Com 3,8 milhões de crianças e jovens fora da escola e
padrões de ensino muito ruins, o Brasil terá muita dificuldade para se
manter entre as maiores e mais prósperas economias, diante de
competidores empenhados em investir seriamente em boa educação, ciência e
tecnologia. Para dezenas de milhões de pessoas, o atraso educacional
continuará limitando o acesso a empregos modernos e a padrões de
bem-estar comparáveis com aqueles alcançados há muito tempo nas
sociedades mais desenvolvidas. Mesmo a criação de vagas será
dificultada, porque as empresas perderão espaço - como já vêm perdendo -
para indústrias mais eficientes, mais equipadas com tecnologia e
operadas por pessoal qualificado. Oportunidades de emprego são
oportunidades de bem-estar e de vida melhor para o trabalhador e sua
família.
Más políticas para a educação põem em risco esses valores e ainda
condenam os indivíduos, por seu despreparo, a uma cidadania muito
rudimentar. Não há como evitar pensamentos pessimistas depois de
conhecer o último relatório do movimento Todos pela Educação, divulgado
nessa terça-feira. O relatório confirma, com dados assustadores, as
piores avaliações das políticas educacionais seguidas nos últimos nove
anos - marcadas por prioridades erradas e orientadas por interesses
populistas.
A partir de 2003 o governo federal deu ênfase à criação de faculdades
e à ampliação do acesso ao chamado ensino superior, negligenciando a
formação básica das crianças e jovens e menosprezando a formação
técnica. Só recentemente as autoridades federais passaram a dar atenção
ao ensino profissionalizante.
Por muito tempo ficaram concentradas no alvo errado, enquanto os
maiores problemas estão nos níveis fundamental e médio. A progressão dos
estudantes já se afunila perigosamente antes do acesso às faculdades.
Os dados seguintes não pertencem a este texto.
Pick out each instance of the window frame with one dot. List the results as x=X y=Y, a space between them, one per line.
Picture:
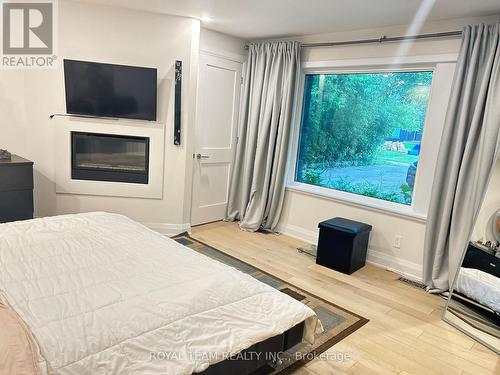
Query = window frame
x=431 y=136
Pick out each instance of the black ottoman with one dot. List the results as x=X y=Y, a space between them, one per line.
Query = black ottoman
x=342 y=244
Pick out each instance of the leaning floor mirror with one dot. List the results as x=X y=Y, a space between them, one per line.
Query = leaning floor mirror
x=474 y=302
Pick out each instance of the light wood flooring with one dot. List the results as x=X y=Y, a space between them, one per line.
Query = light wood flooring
x=405 y=334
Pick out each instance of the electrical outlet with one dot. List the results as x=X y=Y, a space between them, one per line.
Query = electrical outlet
x=397 y=241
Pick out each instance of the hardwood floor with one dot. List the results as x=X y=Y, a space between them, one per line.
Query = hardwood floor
x=405 y=334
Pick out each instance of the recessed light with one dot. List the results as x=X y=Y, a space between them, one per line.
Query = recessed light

Segundo o relatório, em apenas 35 cidades - 0,6% do total - 50% ou mais
dos estudantes têm conhecimentos matemáticos adequados à sua série. No
caso da língua portuguesa, aqueles 50% ou mais foram encontrados em
apenas 67 municípios.
Criada como entidade não governamental em 2006, a organização Todos
pela Educação definiu metas finais e intermediárias para o período até
2022. Talvez fosse mais apropriado falar de "marcos desejáveis", já que a
fixação de metas deve caber a quem dispõe dos instrumentos e dos
poderes para a formulação de políticas. O confronto dos dados efetivos
com esses marcos - nenhum deles muito ambicioso - permite uma avaliação
dos avanços, em geral muito modestos, da atividade educacional
brasileira. O quadro é constrangedor.
Em 2010, 80% ou mais das crianças no final do terceiro ano
fundamental deveriam dominar a leitura, a escrita e as operações
matemáticas básicas. No caso da escrita, 53,3% alcançaram o padrão
desejado. No da leitura, 56,1%. No da matemática, 42,8%.
As porcentagens melhoram, em algumas séries mais altas, mas, em
contrapartida, há um sensível afunilamento. Só 50% dos jovens com até 19
anos concluem o ensino médio. Destes, apenas 11% aprenderam o mínimo
previsto de matemática. Não tem muito sentido prático alargar as portas
de acesso às faculdades, como fez o governo durante vários anos, quando
poucos estão preparados para enfrentar um bom ensino universitário.
Não há, neste momento, grandes perspectivas de melhora. Porque a
legislação do ensino médio continua desastrosa, como deixaram bem claro,
em artigo publicado no Estado de ontem, os especialistas João Batista
A. Oliveira, Simon Schwartzman e Cláudio de Moura Castro, analisando a
Resolução 2 do Conselho Nacional de Ensino, publicada em 30/1/2012, que
"alarga o fosso que existe entre as elites brasileiras e o mundo das
pessoas que dependem de suas decisões".
Além disso, a vertente profissionalizante do ensino médio é oferecida
não como alternativa real, mas como um caminho mais trabalhoso, com
adição de 800 horas ao currículo. Diante desse quadro, as inovações
propostas pelo governo - como a distribuição de tablets aos professores -
parecem piadas de mau gosto. Engenhocas podem ser muito úteis, mas
nenhuma pode produzir o milagre de tornar eficiente um sistema
fundamentalmente mal concebido e orientado.
Fonte: O Estado de S.Paulo, Publicação do Dia 10 de fevereiro de 2012.